The most recent was a month ago, when two powerful tremors killed nearly 50,000 people and wrecked tens of thousands of buildings across southern Turkey.
As the country seeks to process the latest tragedy, many believe that the rebuilding of Golcuk could offer a glimpse of what successful reconstruction in the affected southern cities may look like.
“We feel very secure living here,” said Baki Kotan, a Golcuk resident and survivor of the 1999 quake. “It was re-built so much better that it attracted new people and investors.”
The reconstruction
Less than an hour’s drive away from Istanbul, Kocaeli is Turkey’s industrial heartland. From the 1960s and onwards, it was a prime destination for people migrating from the rural east towards the more developed west. This created a huge demand for cheap housing. By 1999, the region accounted for a third of the county’s economic growth and 45 percent of its industrial capacity.
But then, at 3:01am on August 17 of that year, the earth began shaking.
The jolt lasted for less than a minute but the catastrophe was such that it took about three months to clear the rubble, recalled Ismail Baris, the then-mayor of Golcuk. A total of 15,000 buildings were destroyed in the town.
But as survivors grappled with the aftermath of the disaster, a post-quake recovery plan was swiftly set in motion. Inspectors began conducting soil testing, a practice that was not widely used before, to help them decide how to split the area into zones for residences and economic activities.
The result was a radical re-configuration of the town.

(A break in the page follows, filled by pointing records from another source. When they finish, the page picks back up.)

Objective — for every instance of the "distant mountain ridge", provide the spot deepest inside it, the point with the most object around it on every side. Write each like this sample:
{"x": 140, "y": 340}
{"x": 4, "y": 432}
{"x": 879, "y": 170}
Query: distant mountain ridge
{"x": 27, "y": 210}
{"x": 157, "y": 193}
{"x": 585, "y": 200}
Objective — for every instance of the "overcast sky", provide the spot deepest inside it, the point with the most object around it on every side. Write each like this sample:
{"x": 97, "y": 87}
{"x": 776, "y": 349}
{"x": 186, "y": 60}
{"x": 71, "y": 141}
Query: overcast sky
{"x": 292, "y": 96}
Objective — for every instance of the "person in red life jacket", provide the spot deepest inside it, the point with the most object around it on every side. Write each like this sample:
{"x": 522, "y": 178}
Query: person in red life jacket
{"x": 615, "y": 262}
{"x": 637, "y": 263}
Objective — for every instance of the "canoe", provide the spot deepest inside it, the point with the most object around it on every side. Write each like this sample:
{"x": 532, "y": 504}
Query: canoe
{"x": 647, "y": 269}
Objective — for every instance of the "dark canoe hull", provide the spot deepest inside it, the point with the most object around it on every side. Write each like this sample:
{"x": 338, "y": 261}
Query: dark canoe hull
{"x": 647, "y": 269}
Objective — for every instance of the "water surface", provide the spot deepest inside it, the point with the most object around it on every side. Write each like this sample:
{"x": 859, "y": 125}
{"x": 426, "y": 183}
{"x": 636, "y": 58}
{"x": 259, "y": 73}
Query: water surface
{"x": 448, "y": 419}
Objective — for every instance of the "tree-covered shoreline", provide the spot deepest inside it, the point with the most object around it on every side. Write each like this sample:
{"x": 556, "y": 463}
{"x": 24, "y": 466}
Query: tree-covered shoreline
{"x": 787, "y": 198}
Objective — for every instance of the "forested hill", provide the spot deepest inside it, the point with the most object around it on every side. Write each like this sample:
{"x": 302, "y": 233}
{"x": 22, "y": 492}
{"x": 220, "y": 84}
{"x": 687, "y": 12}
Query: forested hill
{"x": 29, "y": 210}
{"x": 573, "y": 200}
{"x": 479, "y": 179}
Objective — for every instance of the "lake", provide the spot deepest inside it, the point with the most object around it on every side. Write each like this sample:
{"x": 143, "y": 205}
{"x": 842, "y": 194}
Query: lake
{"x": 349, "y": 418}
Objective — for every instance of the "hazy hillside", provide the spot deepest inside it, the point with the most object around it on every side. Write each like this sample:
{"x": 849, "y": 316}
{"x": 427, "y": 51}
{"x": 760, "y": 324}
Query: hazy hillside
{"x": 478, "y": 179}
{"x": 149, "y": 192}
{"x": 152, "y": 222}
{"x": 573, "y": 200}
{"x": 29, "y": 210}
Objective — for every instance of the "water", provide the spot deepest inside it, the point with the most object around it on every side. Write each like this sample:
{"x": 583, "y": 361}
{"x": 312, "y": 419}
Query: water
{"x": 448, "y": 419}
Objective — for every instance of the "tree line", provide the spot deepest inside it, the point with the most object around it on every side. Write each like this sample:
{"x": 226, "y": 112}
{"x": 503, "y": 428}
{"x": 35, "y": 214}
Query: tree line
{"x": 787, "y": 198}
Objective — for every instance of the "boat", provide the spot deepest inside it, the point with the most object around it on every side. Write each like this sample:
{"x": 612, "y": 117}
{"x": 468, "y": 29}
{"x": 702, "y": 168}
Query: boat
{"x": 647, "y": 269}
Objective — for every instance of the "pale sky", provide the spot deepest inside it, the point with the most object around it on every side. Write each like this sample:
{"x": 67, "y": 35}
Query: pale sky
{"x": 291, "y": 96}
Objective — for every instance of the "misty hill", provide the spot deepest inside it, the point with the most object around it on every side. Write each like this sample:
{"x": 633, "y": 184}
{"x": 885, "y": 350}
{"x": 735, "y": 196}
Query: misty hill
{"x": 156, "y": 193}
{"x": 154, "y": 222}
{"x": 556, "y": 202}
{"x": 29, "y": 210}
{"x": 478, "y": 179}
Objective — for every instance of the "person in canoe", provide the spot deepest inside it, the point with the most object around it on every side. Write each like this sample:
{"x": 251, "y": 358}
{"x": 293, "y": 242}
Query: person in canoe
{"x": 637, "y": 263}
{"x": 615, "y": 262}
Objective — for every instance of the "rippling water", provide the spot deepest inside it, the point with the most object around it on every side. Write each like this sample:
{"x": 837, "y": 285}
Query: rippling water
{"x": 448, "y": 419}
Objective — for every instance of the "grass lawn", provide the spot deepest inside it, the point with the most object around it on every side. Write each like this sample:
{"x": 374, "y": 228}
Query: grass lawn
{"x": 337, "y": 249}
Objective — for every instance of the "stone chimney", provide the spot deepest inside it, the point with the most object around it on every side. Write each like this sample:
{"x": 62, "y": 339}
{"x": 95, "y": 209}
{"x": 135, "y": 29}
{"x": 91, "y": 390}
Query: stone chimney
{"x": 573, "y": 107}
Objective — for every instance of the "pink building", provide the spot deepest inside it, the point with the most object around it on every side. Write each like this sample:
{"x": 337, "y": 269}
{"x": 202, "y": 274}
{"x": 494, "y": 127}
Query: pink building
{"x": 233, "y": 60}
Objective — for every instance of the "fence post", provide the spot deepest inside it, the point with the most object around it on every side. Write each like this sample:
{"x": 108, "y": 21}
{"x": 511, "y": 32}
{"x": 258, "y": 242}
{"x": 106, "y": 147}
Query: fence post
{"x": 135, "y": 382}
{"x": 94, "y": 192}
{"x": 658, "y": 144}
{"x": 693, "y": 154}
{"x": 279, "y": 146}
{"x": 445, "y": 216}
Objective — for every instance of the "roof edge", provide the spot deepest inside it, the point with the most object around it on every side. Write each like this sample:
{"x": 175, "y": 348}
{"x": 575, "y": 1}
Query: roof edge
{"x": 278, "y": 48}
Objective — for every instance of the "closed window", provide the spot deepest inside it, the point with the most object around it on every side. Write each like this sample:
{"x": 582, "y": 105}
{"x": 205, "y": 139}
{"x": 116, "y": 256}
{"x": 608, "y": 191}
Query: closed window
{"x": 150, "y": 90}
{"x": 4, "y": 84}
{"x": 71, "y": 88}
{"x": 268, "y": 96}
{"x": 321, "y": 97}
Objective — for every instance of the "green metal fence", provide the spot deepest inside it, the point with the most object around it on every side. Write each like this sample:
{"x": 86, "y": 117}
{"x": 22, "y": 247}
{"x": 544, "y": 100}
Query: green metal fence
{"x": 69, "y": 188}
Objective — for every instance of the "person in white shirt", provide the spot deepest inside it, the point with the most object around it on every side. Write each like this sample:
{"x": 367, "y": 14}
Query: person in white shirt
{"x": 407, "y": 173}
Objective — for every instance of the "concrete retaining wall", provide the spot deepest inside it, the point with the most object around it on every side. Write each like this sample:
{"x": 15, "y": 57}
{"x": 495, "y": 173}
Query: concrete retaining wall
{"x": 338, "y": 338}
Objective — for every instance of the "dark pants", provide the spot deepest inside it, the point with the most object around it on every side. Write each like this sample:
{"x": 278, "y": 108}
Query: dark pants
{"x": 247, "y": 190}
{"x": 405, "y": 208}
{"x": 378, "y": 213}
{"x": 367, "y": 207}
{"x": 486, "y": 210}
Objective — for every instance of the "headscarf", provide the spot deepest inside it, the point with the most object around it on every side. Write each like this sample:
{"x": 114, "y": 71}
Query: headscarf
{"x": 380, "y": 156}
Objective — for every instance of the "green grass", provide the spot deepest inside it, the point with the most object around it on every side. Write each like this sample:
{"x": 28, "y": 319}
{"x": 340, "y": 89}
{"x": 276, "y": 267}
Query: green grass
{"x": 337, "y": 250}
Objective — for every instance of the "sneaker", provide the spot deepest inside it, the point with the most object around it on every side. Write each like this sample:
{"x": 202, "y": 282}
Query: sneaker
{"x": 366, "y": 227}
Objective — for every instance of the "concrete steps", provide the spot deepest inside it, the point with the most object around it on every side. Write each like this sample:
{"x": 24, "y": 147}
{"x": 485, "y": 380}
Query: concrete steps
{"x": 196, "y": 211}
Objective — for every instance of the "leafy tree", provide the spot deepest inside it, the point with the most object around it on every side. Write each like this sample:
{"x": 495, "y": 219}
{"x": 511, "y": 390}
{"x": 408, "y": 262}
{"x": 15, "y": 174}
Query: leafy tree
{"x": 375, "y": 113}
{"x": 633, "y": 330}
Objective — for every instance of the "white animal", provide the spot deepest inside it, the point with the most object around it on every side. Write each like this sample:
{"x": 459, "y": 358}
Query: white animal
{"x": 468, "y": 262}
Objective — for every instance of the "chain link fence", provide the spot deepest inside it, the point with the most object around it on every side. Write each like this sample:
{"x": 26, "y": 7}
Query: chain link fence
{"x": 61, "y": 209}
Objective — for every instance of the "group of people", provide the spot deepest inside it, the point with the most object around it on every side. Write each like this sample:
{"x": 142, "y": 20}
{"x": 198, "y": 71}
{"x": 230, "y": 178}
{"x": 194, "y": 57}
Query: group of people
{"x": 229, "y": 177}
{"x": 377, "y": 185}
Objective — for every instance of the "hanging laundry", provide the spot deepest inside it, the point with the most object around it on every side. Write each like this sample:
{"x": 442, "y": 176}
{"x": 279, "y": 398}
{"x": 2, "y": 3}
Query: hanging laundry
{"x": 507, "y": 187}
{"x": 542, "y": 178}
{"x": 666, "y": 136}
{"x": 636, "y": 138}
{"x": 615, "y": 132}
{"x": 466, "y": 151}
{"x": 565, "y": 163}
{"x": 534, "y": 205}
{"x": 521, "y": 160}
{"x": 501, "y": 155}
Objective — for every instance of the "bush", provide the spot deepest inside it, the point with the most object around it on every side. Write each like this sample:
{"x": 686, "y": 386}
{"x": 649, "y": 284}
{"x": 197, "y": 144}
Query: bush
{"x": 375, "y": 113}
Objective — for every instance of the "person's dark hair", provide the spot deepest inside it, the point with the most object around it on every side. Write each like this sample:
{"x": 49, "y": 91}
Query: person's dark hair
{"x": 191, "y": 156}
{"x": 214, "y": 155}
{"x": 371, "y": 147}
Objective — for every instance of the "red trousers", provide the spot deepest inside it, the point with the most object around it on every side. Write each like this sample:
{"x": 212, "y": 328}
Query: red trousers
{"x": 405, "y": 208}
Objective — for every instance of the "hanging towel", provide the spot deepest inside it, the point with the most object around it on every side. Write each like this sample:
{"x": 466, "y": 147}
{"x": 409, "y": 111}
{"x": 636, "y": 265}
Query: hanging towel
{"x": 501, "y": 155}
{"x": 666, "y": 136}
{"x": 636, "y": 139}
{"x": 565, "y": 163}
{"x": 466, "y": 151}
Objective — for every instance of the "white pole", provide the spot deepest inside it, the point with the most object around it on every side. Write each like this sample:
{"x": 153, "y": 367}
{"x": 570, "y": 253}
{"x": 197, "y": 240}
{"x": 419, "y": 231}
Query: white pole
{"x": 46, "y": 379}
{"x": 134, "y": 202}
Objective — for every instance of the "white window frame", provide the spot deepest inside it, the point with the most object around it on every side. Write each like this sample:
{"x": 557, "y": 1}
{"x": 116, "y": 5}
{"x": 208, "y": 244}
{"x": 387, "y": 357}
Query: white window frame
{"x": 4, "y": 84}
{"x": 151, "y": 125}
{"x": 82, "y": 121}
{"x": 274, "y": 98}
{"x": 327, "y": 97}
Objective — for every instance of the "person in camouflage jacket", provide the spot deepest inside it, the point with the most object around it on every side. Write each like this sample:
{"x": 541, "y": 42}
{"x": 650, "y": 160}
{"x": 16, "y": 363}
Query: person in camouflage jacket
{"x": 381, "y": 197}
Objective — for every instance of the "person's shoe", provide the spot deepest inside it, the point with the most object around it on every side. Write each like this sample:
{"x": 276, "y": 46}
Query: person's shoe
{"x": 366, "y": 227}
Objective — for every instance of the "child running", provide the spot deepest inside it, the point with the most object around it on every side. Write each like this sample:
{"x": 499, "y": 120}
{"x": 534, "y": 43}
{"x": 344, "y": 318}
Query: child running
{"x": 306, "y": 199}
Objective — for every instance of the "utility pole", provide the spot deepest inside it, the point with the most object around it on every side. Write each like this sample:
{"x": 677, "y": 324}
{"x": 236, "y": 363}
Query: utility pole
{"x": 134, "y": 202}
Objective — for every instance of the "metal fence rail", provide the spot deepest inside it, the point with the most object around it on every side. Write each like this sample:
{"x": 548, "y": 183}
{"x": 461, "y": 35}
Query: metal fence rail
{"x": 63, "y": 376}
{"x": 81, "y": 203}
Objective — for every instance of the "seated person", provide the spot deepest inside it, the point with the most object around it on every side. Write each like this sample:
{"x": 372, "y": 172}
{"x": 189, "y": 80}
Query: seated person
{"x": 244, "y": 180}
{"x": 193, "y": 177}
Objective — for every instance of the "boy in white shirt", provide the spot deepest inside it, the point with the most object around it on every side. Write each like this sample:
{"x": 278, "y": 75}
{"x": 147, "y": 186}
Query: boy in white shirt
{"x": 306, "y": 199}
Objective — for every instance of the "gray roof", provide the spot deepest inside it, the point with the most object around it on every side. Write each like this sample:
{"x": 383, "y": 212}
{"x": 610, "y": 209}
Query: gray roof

Before the quake, construction was heavily concentrated closer to the sea, where profit was higher, but the soil was largely inappropriate due to its softness. “We had to move everybody from the north to the south,” Baris said, remembering it as a major challenge, along with the excavation on harder ground in the southern side.
The new structures were built under strict rules stipulating maximum heights of 3.5 floors and the use of stronger cement and thicker steel. The smaller size of the buildings meant that more of them were necessary to provide a roof to all those in need. This led to the identification of areas further afield that could accommodate the construction of new buildings. Today, these small permanent houses are mostly spread across the region, including on the mountains surrounding Izmit city, Kocaeli’s regional capital.
The housing construction rights were awarded via an international bidding process in which competitors had to meet specific standards, such as using a special design that would make houses resistant to a magnitude-8 earthquake. In other cases, especially in the rural areas where residents wanted to re-build their own houses, the Turkish government provided a three-phased finance programme.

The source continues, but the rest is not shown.